Dove i metalmeccanici italiani non vogliono andare per quattro soldi di trasferta e perfino i serbi si rifiutano di lavorare, arrivano i marocchini. È quanto sta accadendo nello stabilimento di Kragujevac, in Serbia, dove Stellantis ha avviato la produzione della nuova Grande Panda elettrica e ibrida.
Il gruppo offre 600 euro al mese per un lavoro a turni su catena di montaggio, ma la paga è così bassa che i lavoratori locali non la ritengono accettabile e svuotano le linee.
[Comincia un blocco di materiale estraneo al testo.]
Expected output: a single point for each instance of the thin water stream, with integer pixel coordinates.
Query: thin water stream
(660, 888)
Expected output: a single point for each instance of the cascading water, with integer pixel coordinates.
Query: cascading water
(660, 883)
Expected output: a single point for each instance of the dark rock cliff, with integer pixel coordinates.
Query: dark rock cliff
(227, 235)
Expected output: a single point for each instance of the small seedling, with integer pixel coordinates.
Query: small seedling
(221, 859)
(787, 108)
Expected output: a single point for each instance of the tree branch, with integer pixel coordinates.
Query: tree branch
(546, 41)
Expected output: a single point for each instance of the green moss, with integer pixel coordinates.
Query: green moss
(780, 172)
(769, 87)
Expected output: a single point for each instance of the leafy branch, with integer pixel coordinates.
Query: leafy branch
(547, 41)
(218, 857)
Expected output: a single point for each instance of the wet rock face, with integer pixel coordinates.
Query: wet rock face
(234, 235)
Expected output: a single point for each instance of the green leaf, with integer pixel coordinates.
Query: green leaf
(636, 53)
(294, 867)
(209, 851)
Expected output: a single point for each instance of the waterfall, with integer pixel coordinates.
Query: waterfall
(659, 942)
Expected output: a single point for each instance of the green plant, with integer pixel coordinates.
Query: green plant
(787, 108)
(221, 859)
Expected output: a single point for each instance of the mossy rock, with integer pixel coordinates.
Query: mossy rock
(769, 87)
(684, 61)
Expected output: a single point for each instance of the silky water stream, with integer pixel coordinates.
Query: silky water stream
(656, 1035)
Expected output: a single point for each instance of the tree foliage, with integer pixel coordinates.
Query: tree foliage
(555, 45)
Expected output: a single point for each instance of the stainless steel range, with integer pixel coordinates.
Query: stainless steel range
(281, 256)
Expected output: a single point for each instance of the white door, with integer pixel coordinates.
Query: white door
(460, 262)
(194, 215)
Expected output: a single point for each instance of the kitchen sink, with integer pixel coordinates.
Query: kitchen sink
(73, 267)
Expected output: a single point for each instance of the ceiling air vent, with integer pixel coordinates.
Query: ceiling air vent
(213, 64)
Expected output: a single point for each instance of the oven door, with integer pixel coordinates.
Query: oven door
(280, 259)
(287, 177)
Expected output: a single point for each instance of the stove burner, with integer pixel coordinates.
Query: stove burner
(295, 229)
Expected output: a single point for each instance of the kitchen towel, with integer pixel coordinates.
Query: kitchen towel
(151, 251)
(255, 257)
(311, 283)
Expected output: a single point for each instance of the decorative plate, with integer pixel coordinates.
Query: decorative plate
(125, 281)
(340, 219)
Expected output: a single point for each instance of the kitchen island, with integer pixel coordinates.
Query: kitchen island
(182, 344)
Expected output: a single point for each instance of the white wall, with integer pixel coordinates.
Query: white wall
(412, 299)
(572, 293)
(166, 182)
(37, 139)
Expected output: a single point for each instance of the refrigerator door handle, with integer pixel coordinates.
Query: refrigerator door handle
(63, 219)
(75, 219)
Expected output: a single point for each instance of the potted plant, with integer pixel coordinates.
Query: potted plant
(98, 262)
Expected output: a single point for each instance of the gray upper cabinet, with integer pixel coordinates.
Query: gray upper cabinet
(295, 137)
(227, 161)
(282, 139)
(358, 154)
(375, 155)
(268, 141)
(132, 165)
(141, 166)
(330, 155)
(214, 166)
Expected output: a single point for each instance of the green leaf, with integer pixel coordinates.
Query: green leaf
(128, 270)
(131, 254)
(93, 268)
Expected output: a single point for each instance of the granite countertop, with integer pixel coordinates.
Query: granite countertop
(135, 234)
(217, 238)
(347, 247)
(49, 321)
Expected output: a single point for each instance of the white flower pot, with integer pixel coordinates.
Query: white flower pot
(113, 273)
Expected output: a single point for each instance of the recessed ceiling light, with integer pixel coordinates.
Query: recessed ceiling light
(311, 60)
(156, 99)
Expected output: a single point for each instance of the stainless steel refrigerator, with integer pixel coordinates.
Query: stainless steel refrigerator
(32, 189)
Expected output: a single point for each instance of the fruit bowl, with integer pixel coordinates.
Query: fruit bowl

Così la dirigenza del gruppo ha pensato di chiamare i “riservisti”
Operai italiani non ci stanno
Per avviare la fabbrica, Stellantis aveva inizialmente puntato su trasferte temporanee dall’Italia, coinvolgendo operai da Mirafiori, Cassino e Termoli. Ma la risposta è stata minima.
Le adesioni sono sempre meno: molti lavoratori, già segnati da anni di cassa integrazione e incertezze occupazionali, hanno rifiutato la proposta. Le condizioni economiche — una modesta indennità di trasferta (70 euro al giorno) più pochi benefit per la permanenza nel Paese dell’Est — non potevano certo convincere chi già oggi lotta per arrivare a fine mese con la retribuzione decurtata dagli ammortizzatori sociali.
Alla fine, solo un centinaio di lavoratori italiani si è spostato temporaneamente, per supportare l’avvio delle linee produttive e formare il nuovo personale. Ma è evidente che nessuno intende restare: le condizioni offerte non sono dignitose nemmeno per chi vive la crisi industriale del sistema Stellantis in Italia.
Salari bassi, manodopera importata
Fallito il reclutamento locale e scarso l’interesse tra gli italiani, la direzione del gruppo ha scelto di rivolgersi al Marocco, dove ha trovato lavoratori disposti ad accettare paghe anche inferiori ai 600 euro mensili (si parla adi 300 euro al mese) e turni prolungati, compreso quello notturno che partirà a ottobre. In totale, secondo fonti industriali, sono già arrivati circa 300 operai marocchini, con l’obiettivo di garantire la piena capacità produttiva del sito. E altri 100 sono in arrivo secondo quanto riporta il quotidiano Milano Finanza.
Una strategia che conferma il nuovo modello del gruppo: spostare la produzione dove il lavoro costa meno e i diritti pesano poco. Un approccio che, inevitabilmente, riguarda da vicino anche i metalmeccanici italiani, sempre più compressi tra cassa integrazione, incentivi all’esodo e rischio di delocalizzazioni.
Il messaggio che arriva anche dalla Serbia è chiaro: se la manodopera industriale non viene pagato adeguatamente, il lavoro scompare.